Bersamaan dengan itu, beberapa polisi datang dan langsung mendobrak pintu rumah Larasati. Karena suasananya terlalu tegang, semua orang yang ada di dalam rumah ini sampai tidak sadar kalau mobil polisi sudah tiba di halaman rumah Rizal sejak tadi. Para polisi itu mendengar suara keras teriakan Larasati dan mereka langsung mendobrak pintu untuk mencari tahu apa yang sebenarnya terjadi.


Dan benar saja, begitu polisi membuka paksa pintu, mereka melihat sesuatu yang sangat mengejutkan mata. Kedatangan polisi-polisi tersebut, membuat hati Larasati tenang dan juga senang. Dengan PeDenya, ia berlari ke arah polisi dan menyuruh mereka menangkap Shena.


“Tangkap pembunuh itu, Pak?” tunjuk Larasati pada Shena. “Dialah wanita yang sudah membunuh Datuk Situroja. Dia sendiri yang mengatakannya. Kalian tangkap saja dia dan beri hukuman yang sangat berat!” seru Larasati tanpa sadar kalau dirinyalah yang terlihat lebih cocok menjadi seorang pembunuh ketimbang Shena. Sebab, ditangannya ada pisau tajam yang pada saat polisi itu masuk, posisi Larasati seolah hendak menyerang Shena menggunakan pisau tajam tersebut.

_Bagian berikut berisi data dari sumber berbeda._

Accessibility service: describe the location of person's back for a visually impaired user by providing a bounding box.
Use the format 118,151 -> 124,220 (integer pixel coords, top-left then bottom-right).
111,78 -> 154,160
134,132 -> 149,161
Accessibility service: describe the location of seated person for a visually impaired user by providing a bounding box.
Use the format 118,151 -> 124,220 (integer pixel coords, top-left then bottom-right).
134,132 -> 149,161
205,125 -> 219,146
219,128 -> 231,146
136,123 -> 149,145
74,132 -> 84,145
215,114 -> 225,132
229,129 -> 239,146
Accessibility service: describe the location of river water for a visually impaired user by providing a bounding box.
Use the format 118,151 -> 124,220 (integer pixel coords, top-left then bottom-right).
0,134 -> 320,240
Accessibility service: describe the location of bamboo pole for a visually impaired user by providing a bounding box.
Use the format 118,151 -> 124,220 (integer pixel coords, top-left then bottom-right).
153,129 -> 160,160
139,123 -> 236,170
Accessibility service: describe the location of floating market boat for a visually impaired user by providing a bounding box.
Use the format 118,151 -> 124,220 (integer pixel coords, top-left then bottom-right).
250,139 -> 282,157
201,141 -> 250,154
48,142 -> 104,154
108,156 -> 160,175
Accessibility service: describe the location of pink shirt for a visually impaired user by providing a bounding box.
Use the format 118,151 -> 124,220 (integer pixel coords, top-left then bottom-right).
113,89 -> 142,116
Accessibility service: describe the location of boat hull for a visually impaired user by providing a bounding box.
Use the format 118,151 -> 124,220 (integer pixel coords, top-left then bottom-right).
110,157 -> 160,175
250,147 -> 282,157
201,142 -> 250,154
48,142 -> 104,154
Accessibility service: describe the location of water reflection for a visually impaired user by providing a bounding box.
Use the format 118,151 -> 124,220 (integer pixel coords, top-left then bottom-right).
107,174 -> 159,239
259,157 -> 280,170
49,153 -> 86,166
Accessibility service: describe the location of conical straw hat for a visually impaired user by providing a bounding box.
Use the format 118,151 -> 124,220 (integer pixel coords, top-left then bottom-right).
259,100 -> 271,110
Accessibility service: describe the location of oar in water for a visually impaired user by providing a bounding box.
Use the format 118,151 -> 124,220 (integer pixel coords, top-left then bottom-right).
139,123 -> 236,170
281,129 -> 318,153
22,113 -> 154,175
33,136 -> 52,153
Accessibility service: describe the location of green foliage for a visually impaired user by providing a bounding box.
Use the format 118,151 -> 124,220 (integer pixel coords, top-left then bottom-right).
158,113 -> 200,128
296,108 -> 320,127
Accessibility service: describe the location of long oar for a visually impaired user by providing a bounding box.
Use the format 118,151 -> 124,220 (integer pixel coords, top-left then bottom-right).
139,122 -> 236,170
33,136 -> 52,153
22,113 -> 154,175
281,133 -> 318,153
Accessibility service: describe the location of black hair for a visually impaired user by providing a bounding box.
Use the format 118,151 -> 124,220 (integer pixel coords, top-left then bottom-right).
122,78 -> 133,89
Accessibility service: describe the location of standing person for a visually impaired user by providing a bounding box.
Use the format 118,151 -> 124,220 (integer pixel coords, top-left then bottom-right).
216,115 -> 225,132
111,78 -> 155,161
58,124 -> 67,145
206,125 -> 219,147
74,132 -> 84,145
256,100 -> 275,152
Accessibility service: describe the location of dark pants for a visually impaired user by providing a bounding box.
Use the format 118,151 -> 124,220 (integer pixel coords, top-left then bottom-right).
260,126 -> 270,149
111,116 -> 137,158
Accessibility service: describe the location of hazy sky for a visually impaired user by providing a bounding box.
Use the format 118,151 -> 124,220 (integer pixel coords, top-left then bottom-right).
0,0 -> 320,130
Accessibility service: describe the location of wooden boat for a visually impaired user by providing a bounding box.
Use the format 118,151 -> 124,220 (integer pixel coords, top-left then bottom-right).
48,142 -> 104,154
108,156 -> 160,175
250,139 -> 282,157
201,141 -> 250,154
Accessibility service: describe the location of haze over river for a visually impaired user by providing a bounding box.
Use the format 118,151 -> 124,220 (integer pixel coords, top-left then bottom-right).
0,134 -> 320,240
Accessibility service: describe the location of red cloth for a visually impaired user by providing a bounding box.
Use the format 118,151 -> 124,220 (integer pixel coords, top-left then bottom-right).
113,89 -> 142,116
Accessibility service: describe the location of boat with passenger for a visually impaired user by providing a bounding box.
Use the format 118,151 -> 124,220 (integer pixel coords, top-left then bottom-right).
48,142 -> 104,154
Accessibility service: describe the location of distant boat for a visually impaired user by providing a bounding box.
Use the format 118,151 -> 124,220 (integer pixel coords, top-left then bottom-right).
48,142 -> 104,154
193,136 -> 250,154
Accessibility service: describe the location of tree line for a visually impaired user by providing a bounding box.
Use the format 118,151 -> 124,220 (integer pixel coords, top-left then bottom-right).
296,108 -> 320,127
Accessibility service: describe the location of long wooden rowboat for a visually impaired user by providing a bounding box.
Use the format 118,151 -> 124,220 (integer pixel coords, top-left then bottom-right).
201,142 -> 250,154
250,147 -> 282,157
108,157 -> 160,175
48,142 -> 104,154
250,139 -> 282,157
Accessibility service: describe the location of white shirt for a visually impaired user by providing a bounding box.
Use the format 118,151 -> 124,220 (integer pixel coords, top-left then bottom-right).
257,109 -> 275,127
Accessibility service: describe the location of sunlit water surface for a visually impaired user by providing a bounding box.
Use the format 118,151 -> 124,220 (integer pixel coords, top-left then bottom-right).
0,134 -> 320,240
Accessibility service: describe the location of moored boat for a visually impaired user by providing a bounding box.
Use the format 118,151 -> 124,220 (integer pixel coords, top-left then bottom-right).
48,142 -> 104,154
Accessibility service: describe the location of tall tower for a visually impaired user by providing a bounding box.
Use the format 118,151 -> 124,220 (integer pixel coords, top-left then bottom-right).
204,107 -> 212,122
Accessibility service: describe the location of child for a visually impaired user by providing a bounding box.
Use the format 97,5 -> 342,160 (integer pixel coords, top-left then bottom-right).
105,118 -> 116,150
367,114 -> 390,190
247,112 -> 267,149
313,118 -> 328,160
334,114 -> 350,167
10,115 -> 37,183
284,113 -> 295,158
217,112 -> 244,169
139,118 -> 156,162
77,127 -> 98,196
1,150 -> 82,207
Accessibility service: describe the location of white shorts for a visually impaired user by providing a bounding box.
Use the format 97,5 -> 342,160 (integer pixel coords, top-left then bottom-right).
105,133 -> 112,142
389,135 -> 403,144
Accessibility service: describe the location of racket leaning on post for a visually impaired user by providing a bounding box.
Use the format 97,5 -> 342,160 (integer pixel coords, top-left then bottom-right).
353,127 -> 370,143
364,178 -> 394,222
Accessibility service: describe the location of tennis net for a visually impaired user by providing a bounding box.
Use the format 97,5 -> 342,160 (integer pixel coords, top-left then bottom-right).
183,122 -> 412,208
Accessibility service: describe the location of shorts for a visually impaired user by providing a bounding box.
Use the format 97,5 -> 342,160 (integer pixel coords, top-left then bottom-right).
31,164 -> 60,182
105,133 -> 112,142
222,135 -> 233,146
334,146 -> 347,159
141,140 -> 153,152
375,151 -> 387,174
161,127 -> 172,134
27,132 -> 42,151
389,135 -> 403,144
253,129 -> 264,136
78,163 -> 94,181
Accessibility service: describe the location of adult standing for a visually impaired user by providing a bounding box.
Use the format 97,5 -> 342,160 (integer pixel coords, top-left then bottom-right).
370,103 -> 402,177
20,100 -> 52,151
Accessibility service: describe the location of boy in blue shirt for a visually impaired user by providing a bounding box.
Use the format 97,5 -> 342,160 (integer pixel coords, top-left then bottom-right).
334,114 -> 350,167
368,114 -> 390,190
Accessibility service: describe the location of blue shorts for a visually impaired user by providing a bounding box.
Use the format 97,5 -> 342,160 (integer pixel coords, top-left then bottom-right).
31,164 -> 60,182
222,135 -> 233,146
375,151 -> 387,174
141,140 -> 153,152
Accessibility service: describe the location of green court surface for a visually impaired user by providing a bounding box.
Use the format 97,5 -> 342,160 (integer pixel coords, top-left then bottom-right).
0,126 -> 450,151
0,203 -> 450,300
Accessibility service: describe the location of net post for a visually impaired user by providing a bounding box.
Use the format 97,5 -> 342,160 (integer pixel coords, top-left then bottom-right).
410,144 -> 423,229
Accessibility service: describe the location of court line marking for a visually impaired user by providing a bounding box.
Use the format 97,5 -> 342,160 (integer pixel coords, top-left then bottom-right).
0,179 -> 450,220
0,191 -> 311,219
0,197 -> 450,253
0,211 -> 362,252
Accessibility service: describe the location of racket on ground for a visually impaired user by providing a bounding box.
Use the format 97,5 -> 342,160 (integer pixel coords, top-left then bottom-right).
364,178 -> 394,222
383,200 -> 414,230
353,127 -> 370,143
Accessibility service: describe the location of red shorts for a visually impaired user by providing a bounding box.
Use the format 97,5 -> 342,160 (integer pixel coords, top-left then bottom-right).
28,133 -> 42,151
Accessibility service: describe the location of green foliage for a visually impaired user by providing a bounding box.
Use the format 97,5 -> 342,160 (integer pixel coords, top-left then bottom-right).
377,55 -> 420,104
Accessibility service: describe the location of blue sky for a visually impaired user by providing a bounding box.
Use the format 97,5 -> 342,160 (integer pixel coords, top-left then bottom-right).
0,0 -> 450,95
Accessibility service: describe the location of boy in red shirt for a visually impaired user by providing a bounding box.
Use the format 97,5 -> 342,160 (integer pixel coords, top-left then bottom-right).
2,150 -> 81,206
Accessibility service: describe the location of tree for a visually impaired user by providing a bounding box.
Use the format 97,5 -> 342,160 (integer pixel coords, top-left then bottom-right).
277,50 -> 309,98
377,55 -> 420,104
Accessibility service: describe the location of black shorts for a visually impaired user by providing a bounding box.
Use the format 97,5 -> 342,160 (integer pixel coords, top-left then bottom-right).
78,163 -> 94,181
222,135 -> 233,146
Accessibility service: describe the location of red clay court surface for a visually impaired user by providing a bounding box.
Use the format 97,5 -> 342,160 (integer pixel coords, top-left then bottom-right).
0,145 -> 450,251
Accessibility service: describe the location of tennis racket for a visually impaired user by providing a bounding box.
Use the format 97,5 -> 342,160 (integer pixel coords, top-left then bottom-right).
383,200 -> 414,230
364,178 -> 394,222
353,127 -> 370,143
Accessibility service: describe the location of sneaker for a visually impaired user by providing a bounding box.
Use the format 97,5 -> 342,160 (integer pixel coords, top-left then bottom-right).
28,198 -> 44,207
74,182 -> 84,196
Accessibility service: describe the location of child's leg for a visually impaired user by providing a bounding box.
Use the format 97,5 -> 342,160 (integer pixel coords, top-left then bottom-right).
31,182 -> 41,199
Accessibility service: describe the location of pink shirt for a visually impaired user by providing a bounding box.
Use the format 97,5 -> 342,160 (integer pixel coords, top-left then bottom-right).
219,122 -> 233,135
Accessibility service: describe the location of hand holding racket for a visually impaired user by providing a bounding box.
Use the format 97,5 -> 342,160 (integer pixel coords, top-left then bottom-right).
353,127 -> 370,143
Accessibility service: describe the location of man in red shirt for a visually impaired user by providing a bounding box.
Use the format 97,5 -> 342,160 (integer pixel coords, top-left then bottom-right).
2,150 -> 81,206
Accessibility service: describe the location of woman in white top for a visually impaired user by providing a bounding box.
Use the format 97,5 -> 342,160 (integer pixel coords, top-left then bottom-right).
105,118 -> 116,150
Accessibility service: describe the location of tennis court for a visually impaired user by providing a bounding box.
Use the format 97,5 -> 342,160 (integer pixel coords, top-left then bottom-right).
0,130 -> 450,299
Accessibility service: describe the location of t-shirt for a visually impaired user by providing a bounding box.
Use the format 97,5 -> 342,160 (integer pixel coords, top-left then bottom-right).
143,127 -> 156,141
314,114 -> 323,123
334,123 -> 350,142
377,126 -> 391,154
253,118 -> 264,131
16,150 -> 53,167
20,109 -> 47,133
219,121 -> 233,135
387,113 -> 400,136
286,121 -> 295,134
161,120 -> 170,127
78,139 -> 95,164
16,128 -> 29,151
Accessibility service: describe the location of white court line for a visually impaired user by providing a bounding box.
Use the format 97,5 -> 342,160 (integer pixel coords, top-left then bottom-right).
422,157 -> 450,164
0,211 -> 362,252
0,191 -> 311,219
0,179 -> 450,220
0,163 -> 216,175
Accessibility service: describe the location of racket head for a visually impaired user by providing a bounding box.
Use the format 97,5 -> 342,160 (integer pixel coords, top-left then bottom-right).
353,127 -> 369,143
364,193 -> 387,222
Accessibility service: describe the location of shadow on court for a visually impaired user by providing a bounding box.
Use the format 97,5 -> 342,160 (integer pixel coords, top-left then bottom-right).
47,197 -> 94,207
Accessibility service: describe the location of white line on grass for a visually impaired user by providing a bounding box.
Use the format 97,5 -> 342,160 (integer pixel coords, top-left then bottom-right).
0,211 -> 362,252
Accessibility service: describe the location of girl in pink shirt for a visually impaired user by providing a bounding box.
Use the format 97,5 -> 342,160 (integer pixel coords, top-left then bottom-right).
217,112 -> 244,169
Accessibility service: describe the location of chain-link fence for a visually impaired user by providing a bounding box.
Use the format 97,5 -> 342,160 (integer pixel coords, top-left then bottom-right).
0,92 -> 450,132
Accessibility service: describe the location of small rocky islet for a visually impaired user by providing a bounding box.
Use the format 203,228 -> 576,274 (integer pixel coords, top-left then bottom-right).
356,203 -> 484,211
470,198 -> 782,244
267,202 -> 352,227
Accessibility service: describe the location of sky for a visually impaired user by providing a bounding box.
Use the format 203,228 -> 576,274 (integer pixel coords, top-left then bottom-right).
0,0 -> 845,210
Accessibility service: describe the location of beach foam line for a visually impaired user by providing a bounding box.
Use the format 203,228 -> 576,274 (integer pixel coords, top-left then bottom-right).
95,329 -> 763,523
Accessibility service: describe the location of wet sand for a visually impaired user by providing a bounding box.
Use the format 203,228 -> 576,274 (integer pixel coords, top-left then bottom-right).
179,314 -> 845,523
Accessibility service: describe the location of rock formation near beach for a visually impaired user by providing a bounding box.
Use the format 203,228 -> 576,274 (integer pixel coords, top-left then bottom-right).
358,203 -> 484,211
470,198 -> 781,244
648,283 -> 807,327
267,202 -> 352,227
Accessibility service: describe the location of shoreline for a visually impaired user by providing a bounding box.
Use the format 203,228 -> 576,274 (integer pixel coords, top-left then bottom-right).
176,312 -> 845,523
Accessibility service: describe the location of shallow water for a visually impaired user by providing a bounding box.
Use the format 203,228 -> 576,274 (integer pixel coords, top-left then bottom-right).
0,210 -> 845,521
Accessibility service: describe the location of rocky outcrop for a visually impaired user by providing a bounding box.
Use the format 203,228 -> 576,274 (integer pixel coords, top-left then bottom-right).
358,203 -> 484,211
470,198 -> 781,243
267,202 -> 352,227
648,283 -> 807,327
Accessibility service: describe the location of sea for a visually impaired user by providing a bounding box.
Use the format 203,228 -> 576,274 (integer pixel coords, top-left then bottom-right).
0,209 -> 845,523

Tanpa bicara lagi, polisi itu mengeluarkan borgolnya dan bukannya menangkap Shena, polisi tersebut malah menangkap Larasati. Tentu saja wanita yang tadinya bahagia karena mengira melihat Shena hendak diborgol mendadak bingung bukan kepalang sebab malah tangannya sendiri yang kena borgol.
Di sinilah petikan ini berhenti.